Тут, казалось бы, и без всяких философий легко можно обойтись простым и понятным для всех словом «интуиция». Но, во-первых, слово не простое. Из какой это области? Интуиция пользуется услугами интеллекта и инстинкта, но не состоит ни из того ни из другого и при этом обоим дает направление.

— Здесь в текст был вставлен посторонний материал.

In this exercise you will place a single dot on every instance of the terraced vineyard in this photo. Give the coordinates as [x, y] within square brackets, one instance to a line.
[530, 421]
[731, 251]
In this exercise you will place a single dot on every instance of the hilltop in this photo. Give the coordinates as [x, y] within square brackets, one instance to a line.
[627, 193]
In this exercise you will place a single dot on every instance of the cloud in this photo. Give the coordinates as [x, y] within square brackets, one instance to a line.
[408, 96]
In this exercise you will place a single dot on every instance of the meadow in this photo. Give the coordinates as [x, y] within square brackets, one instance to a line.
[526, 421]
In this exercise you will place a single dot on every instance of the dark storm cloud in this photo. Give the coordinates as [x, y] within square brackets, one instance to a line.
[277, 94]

Но обычная интуиция направлена только на различение конкретных вещей. Для «философской интуиции» Бергсона, например, который написал свою знаменитую книжку за несколько лет до открытия Бора, необходим чистый интеллект и бескорыстный инстинкт. Эти понятия сами в себе несли противоречие, потому что интеллект волей-неволей опирается на какие-то стандарты, а инстинкт корыстен по определению. Вполне понять и, что называется, пощупать эти вещи было, конечно, нельзя, но ГМ родственно и живо ощущал этот парадокс в себе и воспитывал себя, считая, что у него неплохие задатки.
Бергсон проводит свою линию хитро (недаром Нобелевская премия по литературе). Интеллект должен признать, что ни механическая причинность, ни целесообразность не выражают жизненный процесс (вот Бор с Гейзенбергом и признали). Дальше совершенно замечательно: благодаря взаимной симпатии (любви?), которую интуиция установит между нами и остальным живущим, она введет нас в область собственно жизни, то есть в область взаимопроникновения и бесконечно продолжающегося творчества.
ГМ, проехавший мимо точных наук в школе на личном обаянии, читал эти абстрактные аргументы с таким удовольствием, как будто они рождены поэтом. Качество – это категория опыта, не являющаяся ни объектом, ни субъектом, ни разумом, ни материей. Это не вещь, а событие, происходящее из осознания субъектом объекта. В то же время это не просто результат их столкновения, поскольку событие Качества само причина субъектов и объектов, которая затем ошибочно предполагается причиной Качества.
Это третье, в конце концов, было названо «концептуально неведомым» – категория интеллектуально бессмысленная, но реально возникающая в процессе измерения (наблюдения, опыта). Иначе говоря, наблюдение, проживание чего-то и создает реальность. «Возможность» формируется качественно как вероятность, и к ней могут применяться математически выразимые законы. У его домашней веры в непостижимое целое мира появилось подспорье. Ведь что такое концептуально неведомое, как не та же единая универсальная форма или душа, являющаяся непосредственным началом всех вещей, о которых говорил еще Джордано Бруно?
ГМ был уверен, что люди, живущие вне этой тайны, живут в не совсем реальном мире и произносят слова, почти лишенные смысла. Ему казалось, что в их семейных отношениях была эта неоговариваемая тайна, для которой они вместе вырабатывали домашний язык. Природа позаботилась о том, чтобы тот не превратился в магистерский язык какого-нибудь средневекового ордена. Мужчина, женщина и ребенок. Муж, жена и сын. Общее хозяйство, поездки, чтение и привилегированный клуб. Последний рубль тратили вместе и весело, книги лежали на полу, дожидаясь нового шкафа, трехколесный велосипед проехал мимо Алешиного детства – он сразу сел на двухколесный. Вопросы, что надеть завтра, решались, но в ритме летучек, а расправляя в вазе гроздья первой сирени, можно ли было думать о бедности? Юмор позволял им избежать сентиментальности и делал невозможным высокий стиль. Зато синий том Цветаевой, который невозможно было купить даже у спекулянтов и который Дуня и Алеша подарили ему на день рождения, становился праздником и событием для всех.